I liked the concept, set out here by Paul Adams, of a roadmap that works to three timelines – one that sets out your long-term vision, one that enables you to plan ahead (but still keep a degree of flexibility), and a shorter-term plan that is concrete and doesn't change. In a rapidly changing environment businesses should be highly adaptive but still require a compelling, longer-term vision to work towards and this creates a good balance.

To quote from Paul's post:

The next 6 years. Your minds eye view of the world 6 years from now, taking into account how it will have changed because of the change you enacted, and how it will have changed based on plotting todays existing trends in a straight/exponential line into the future.

The next 6 months. Your plan for building things that will make a significant impact on your journey towards the change you want to enact in the world. When you look at what you will build within 6 months time you think ‘we’re making great progress’. This however, is subject to change. 6 months from now about 50–75% might be built, and the other 25% is things you hadn’t thought of before. This is a rolling timeline that is updated every couple of months.

The next 6 weeks. These are very concrete. This is your immediate plan. This is what your team know intimately. You know exactly what’s being built. Design work is well underway. This is a rolling timeline that is updated every week or two.

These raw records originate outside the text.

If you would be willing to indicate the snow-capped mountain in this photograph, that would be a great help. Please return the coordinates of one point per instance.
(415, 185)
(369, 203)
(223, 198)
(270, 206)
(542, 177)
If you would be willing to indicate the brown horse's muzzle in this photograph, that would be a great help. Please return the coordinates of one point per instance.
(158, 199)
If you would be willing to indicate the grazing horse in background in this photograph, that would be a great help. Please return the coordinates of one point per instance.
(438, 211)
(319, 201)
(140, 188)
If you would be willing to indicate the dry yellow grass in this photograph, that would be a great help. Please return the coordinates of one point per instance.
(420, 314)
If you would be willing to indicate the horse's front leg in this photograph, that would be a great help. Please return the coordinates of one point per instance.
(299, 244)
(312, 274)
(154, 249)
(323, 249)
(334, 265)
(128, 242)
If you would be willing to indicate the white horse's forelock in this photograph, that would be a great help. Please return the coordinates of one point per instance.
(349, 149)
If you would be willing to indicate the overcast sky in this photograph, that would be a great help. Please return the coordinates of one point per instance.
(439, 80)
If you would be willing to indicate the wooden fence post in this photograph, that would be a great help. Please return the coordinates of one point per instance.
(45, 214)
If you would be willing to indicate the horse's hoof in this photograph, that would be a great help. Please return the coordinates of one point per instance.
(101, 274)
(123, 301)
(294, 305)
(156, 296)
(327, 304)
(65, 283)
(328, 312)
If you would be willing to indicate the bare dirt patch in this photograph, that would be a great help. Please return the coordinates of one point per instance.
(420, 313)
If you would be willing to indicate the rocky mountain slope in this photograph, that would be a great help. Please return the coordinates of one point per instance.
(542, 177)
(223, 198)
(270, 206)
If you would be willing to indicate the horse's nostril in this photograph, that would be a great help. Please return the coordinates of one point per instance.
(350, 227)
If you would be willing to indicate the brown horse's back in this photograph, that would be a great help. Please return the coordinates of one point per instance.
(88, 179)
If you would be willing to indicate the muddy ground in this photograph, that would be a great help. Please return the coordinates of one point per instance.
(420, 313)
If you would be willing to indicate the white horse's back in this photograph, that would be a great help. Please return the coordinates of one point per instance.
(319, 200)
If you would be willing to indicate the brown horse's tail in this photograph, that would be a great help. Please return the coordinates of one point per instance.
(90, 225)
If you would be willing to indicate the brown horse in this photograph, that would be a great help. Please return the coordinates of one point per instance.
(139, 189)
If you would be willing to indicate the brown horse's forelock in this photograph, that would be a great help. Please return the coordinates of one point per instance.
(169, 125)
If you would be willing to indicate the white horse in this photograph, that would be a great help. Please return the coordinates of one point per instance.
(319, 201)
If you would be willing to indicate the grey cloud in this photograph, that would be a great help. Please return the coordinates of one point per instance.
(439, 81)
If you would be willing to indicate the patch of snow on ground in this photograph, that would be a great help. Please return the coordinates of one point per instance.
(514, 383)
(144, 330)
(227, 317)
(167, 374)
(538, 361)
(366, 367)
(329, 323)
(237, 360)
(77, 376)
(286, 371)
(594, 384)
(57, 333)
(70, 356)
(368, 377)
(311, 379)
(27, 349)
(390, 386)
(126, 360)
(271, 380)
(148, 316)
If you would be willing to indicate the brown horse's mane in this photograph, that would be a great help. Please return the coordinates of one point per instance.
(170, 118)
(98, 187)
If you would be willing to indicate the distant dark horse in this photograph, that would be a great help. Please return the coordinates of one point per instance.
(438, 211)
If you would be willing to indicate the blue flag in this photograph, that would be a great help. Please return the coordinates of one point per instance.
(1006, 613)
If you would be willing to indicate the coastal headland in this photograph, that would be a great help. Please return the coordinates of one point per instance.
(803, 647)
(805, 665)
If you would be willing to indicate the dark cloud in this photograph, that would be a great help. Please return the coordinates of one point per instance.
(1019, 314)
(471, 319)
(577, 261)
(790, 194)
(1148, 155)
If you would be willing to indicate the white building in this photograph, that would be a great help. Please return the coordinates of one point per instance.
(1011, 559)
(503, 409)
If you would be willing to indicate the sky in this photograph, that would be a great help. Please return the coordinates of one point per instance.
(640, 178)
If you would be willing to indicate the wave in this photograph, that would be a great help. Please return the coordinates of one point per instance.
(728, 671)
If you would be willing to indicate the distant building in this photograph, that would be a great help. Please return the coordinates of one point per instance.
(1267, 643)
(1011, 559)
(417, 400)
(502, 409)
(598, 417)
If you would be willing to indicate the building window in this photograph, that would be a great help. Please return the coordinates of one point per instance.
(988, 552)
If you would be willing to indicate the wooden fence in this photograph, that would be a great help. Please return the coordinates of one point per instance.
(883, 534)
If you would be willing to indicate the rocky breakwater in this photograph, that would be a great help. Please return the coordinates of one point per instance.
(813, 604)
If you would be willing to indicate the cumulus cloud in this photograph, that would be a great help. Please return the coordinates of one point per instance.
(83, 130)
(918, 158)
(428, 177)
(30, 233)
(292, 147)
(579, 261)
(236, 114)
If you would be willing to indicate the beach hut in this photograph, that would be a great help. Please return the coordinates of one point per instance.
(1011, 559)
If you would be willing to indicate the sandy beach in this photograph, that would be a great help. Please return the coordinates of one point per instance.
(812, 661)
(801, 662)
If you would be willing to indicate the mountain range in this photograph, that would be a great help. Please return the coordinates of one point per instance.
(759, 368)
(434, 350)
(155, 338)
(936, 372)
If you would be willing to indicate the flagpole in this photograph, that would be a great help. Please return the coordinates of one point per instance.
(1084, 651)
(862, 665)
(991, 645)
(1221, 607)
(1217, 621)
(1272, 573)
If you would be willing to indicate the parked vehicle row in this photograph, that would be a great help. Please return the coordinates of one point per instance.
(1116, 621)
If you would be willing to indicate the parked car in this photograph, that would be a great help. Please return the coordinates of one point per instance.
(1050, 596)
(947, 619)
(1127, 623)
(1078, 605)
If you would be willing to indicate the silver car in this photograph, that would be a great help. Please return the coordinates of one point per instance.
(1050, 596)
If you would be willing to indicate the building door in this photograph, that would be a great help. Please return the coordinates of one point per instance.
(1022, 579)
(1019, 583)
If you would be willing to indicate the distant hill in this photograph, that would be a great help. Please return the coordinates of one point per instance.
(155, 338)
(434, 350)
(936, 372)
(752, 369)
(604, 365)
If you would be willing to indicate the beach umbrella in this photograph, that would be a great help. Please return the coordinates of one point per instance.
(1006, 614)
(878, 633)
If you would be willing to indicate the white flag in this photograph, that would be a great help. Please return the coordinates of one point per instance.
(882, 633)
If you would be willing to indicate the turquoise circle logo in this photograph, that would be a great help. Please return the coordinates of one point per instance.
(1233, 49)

The timescales here may be tweaked according the context and needs of the business of-course but this feels like a sensible take to me. The vision needs to be sufficiently long-term whilst accepting that it's too difficult to predict what you will be or how you will be operating too far out. The mid-term plan needs to give direction whilst not being too rigid (hence a rolling timeline). The immediate plan is concrete because it is already underway, in sharp focus, and would be problematic to change significantly. Nicely done.